There are obviously different approaches to social media and website archiving, but these are the essential components of any forensically complete archive.
1. Use the API
The most accurate way to preserve web data is to make use of Application Programming Interfaces (APIs) available from social media properties. Software programs communicate with each other through APIs. Whenever possible, archiving solutions should involve an open authorization (oAuth) approach, which is the de facto standard used by Internet applications like Google and Twitter to share content. For example, Cloud Preservation uses Facebook’s Graph API (which uses oAuth for authorization) to crawl private Facebook profiles in addition to public pages, including friend lists, wall posts, and just about anything published on a page.
2. Don’t lose the metadata
As Michelle noted last week, Facebook offers a “Download a Copy of Your Facebook Data” through its Account Settings, but this feature misses comments and metadata fields necessary for eDiscovery. Any preservation of data for legal or regulatory reasons must include metadata for authentication and completeness. When archiving social media, consider whether the solution is actually pulling data from an API or simply taking a screen shot of what can be viewed in a browser. A screen shot won’t include metadata or other information that is often necessary in a lawsuit or regulatory hearing.
3. Capture original, unaltered source files
Additionally, a solution that captures content in real time preserves the most accurate copy possible, since content is being updated, changed, or deleted on an ongoing basis. A failure to catch those changes in can miss vital information or evidence.
4. Maintain a searchable archive
Always assume that captured data will have to someday be searched, reviewed, and produced to opposing counsel or regulators. Any workable solution must be able to perform all phases of eDiscovery review and production for any archived website or social media property.
5. Capture off-site content
Social media is often a series of reposted, linked, or retweeted content. A solution that cannot capture that information is of no use; it’s like archiving an email without the attachment. To archive a web page in its entirety on a given day means including content from related pages as well as third party servers such as video providers like YouTube or social media streams from Twitter. Note that some archival strategies attempt to build and store a browse-able version of a website, they in fact have to modify the core source files by changing links and attempting to make static versions of dynamic website components. This does not result in an archive of the original, unaltered source files.

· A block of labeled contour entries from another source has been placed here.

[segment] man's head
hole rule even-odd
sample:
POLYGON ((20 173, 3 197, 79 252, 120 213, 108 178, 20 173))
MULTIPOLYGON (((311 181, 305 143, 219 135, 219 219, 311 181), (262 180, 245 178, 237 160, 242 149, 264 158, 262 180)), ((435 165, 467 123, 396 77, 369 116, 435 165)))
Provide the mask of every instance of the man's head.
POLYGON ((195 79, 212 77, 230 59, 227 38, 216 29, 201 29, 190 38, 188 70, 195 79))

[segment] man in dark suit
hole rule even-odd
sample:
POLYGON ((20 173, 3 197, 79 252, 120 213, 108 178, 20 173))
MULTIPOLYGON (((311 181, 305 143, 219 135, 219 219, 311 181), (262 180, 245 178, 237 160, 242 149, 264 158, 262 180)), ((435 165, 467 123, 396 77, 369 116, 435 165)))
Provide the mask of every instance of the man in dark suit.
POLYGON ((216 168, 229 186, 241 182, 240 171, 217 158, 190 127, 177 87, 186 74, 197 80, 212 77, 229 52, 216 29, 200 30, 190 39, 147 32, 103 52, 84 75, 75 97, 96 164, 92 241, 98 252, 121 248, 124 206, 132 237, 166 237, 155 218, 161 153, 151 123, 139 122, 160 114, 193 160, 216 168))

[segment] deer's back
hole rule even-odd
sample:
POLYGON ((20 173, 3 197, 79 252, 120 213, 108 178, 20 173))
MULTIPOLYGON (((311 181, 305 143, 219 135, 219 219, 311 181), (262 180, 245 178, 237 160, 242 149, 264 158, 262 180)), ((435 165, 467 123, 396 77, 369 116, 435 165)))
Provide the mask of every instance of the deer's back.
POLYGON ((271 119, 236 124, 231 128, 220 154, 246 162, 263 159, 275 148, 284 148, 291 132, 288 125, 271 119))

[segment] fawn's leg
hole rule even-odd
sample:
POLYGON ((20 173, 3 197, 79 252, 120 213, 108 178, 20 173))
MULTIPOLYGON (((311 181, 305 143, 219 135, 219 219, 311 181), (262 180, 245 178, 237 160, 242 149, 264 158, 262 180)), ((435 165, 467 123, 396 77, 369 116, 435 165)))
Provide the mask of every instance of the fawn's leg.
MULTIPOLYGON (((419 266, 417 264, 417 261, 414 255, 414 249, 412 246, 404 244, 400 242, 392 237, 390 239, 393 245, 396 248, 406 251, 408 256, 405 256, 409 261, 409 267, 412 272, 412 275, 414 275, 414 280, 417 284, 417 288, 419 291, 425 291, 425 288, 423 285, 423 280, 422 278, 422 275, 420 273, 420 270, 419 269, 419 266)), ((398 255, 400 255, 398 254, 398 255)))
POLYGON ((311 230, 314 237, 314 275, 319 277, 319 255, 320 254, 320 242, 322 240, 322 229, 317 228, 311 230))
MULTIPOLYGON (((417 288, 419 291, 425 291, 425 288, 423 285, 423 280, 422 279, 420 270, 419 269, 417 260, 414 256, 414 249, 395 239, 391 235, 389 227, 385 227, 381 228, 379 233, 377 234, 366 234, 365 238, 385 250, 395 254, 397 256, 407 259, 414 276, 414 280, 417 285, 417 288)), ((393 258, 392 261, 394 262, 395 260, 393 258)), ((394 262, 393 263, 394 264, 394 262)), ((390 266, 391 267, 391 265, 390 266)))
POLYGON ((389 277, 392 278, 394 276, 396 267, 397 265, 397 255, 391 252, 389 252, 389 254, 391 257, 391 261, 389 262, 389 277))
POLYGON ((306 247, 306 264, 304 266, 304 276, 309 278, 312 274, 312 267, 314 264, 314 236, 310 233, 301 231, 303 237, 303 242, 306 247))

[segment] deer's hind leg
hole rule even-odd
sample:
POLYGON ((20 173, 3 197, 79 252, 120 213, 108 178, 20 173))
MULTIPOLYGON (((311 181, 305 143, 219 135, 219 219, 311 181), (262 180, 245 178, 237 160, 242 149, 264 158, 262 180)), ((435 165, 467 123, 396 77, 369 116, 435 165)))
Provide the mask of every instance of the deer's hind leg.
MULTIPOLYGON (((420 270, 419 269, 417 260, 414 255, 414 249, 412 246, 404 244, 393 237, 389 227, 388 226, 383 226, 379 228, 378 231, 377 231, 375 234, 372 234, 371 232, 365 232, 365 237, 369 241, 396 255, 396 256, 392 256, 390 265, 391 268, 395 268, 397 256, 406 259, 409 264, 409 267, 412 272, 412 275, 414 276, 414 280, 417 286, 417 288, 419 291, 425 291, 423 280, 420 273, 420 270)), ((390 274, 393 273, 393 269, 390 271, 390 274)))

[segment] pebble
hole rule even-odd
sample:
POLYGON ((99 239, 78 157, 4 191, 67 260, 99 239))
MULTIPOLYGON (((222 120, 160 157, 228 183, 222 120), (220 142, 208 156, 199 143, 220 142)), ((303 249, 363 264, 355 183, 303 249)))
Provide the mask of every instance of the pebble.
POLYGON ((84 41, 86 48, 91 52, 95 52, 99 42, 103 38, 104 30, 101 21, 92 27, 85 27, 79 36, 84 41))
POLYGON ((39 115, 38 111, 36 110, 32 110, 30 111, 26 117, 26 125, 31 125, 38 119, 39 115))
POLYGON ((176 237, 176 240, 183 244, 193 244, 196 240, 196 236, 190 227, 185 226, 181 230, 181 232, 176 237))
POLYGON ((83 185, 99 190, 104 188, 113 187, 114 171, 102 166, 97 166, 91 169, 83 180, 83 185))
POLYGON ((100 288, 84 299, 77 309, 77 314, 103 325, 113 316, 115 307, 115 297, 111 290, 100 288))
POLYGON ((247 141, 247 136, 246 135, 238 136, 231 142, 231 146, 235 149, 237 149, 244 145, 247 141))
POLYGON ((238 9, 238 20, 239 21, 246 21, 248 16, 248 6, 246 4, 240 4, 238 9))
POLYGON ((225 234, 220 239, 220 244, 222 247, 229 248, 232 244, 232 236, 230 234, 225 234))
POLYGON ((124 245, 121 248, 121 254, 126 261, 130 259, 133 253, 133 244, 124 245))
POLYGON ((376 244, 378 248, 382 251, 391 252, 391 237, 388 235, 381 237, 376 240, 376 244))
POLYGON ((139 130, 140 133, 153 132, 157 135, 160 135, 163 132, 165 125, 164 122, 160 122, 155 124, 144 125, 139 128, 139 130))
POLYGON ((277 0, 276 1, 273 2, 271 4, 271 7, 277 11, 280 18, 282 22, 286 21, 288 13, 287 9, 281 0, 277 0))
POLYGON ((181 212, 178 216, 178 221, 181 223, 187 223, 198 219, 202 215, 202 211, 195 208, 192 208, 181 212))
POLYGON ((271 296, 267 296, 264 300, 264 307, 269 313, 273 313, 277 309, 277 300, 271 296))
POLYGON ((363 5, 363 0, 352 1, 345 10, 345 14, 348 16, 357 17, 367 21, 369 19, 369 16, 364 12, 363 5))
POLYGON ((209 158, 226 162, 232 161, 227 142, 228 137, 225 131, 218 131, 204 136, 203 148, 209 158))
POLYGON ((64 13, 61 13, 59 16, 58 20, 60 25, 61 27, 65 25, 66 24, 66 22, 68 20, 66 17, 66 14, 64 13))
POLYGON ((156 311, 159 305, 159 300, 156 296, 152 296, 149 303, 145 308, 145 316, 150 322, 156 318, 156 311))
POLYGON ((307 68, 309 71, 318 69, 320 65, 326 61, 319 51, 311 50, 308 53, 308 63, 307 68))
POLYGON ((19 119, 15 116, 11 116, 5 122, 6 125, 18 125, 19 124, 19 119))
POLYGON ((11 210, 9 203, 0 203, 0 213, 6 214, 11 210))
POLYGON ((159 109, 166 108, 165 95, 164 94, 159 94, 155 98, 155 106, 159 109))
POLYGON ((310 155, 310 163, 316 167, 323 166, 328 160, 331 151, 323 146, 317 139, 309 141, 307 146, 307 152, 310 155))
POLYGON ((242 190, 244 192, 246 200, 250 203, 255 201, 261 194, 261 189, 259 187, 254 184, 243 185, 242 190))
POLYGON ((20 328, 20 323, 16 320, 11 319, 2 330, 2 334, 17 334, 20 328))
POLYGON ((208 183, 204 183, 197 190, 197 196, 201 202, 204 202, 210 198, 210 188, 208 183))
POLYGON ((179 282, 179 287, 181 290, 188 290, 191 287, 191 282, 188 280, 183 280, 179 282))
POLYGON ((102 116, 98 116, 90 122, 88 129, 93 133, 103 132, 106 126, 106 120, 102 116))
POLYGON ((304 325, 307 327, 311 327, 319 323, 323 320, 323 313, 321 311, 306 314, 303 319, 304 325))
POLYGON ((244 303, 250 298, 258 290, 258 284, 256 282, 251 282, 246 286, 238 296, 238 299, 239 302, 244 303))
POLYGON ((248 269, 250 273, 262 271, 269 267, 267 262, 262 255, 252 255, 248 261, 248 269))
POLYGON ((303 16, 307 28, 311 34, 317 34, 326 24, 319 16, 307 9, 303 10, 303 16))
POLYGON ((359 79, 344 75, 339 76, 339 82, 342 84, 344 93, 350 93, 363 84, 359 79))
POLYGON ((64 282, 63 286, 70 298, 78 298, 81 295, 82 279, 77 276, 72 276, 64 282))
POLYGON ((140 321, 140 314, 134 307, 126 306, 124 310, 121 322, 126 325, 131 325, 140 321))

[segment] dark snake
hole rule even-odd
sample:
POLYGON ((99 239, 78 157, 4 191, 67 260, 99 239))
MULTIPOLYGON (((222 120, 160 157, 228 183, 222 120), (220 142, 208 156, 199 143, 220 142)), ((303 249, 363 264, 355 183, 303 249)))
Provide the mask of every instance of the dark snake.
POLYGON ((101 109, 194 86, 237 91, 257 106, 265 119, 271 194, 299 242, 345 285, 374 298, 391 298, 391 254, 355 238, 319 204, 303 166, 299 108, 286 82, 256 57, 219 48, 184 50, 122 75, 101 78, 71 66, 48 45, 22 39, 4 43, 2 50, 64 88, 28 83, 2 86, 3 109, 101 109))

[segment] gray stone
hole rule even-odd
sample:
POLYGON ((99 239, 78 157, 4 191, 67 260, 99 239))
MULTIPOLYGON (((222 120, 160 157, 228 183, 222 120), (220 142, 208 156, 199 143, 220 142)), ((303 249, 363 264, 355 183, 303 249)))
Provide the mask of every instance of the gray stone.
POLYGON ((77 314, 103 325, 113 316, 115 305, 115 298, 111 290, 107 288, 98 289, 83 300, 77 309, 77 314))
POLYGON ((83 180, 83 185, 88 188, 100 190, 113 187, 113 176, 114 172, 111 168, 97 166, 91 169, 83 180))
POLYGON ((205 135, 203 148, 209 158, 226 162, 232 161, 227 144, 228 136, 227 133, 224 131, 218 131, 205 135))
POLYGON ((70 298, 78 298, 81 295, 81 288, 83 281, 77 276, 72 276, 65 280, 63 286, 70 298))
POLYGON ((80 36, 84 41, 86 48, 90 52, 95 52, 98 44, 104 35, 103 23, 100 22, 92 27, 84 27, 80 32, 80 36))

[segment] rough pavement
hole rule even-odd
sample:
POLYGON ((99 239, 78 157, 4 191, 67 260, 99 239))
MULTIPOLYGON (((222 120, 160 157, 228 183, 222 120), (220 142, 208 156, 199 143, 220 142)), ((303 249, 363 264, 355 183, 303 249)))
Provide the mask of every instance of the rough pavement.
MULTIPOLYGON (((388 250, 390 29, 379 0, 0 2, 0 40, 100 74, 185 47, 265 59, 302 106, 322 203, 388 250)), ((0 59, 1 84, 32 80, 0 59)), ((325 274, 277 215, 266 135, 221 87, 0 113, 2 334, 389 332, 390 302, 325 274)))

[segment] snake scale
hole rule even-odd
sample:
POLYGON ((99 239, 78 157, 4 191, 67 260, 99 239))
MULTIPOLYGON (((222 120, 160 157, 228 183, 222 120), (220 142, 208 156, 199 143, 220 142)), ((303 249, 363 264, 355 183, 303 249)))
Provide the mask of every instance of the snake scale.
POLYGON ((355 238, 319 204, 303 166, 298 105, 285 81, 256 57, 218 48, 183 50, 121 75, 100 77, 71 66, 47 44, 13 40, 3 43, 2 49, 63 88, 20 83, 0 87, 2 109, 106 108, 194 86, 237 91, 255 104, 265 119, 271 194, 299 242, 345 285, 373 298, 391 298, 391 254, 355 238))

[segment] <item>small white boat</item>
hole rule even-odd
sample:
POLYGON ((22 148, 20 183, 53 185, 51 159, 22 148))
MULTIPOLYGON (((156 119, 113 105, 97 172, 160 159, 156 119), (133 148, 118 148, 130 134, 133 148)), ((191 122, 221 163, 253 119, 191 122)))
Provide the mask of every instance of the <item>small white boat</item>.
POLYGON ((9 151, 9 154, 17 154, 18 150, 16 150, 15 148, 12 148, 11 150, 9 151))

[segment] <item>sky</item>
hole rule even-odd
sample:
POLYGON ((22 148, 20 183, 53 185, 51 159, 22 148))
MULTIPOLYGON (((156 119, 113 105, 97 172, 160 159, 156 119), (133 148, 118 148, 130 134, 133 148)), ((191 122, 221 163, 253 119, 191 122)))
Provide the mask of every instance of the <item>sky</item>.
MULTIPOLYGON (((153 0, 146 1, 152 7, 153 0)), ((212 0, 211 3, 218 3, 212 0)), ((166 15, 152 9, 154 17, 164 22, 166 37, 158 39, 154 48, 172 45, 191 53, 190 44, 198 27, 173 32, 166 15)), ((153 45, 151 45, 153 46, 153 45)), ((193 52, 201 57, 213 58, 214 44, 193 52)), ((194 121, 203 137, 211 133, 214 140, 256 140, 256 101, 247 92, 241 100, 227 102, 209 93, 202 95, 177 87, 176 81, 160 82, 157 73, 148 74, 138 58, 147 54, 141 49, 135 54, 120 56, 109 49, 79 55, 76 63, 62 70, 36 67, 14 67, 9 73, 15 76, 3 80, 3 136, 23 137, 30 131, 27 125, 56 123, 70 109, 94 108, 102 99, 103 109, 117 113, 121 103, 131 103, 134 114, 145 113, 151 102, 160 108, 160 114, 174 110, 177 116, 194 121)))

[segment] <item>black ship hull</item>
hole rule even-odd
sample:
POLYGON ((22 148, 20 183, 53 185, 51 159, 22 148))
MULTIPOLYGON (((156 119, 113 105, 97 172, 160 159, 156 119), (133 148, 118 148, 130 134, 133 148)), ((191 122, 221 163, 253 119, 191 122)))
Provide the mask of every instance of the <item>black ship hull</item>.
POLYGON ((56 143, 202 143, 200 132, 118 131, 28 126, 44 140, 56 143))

Social media discovery is now a clear and unequivocal legal obligation in many contexts, and courts have made it clear that an archive of such content must be forensically complete and accurate. For example, in Griffin v. State, the court overturned a murder conviction at least in part over a failure to authenticate evidence obtained from a MySpace profile, which had been presented as a printout. Any social media archiving and preservation strategy requires some thoughtful consideration about what social media data to capture and preserve. But most importantly, any social media archive needs to be captured and managed in a forensically complete, searchable, and usable format. Otherwise, even the best litigation preparedness strategy falls apart.